Holmoe believes the traits Andy carried into the NFL were unmistakably Edwards'.
“Both Andy and LaVell are meek. That doesn’t mean weak. It means they’re strong in character but humble. They’re powerful, yet respected,” Holmoe said.
The winning success that Reid has experienced in the NFL has been formed from his invested time and love that he builds with each individual player — an Edwards trademark through and through.
Lewis spoke of a day when he was playing with the Eagles, when Reid pulled him into his office and showed him a handwritten notecard from Edwards. The card expressed his admiration for the courage Reid was showing, expressed his love and the belief he had in him.
Reid shared it with Lewis to pass on the feeling of being valued. He left his head coach's office knowing his coach cared about him the same way Edwards cared about Reid.
Lewis reflected on how Reid coached him throughout his time with the Eagles.
Despite the competitive and demanding world of the NFL, Lewis said Reid's priorities never shifted. The pressure to win was relevant, expectations were high, yet Reid never let the business of football overshadow the people inside his locker room.
Players always felt seen. They felt valued. They felt cared for.
“He never makes the business of football overshadow the relationship he has with everyone,” Lewis said. “Everyone understands the importance of winning and being your best. That part never goes away. But Andy’s focus on you as a person is what makes you want to run through a brick wall for him.”
Reid has carried the principles he learned from Edwards and his time at BYU into the cultures he built in Philadelphia and Kansas City.
Edwards passed away in 2016, but his legacy will never end. It lives on every time Reid walks into a meeting room, directs a sideline, or looks a player in the eye and tells him he believes in him.
The legacy that began with a simple question in Provo, “Have you ever thought about coaching?” has produced Super Bowl victories, Hall of Fame conversations and generations of players who feel seen and valued because of the way Reid leads.

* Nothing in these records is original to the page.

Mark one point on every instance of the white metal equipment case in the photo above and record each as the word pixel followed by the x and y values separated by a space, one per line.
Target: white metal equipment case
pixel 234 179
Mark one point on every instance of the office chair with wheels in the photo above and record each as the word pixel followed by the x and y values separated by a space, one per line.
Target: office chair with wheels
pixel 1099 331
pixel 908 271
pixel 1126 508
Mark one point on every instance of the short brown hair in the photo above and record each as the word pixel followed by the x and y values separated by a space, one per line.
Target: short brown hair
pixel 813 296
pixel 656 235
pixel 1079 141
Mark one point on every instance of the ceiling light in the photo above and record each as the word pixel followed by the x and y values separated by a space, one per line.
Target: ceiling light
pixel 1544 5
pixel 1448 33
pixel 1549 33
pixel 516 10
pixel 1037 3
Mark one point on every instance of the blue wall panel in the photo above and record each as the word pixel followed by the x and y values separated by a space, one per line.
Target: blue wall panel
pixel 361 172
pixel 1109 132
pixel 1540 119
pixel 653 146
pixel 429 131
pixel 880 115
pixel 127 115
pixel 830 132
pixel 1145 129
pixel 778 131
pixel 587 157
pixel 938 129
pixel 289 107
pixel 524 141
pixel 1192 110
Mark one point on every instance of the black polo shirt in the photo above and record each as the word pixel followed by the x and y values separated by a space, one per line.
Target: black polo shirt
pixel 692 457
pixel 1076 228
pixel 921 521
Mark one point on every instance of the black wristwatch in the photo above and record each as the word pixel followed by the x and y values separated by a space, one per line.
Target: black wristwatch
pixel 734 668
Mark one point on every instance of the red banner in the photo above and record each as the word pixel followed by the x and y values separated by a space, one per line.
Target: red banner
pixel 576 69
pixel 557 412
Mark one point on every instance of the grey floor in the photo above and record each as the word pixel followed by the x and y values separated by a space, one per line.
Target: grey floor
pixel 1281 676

Holmoe said both men built relationships that outlasted winning seasons and big games. Lewis felt it every day he played for Reid.
LaVell’s steadiness, LaVell’s love, and LaVell’s belief in people are carried on through Andy Reid every day.
What Edwards taught Reid didn’t stay at BYU. It has become the heartbeat of one of the greatest coaching careers in NFL history.
As long as Andy Reid continues to lead, teach, and love his players, LaVell Edwards’ legacy continues to prevail quietly, powerfully, and exactly the way Edwards always led.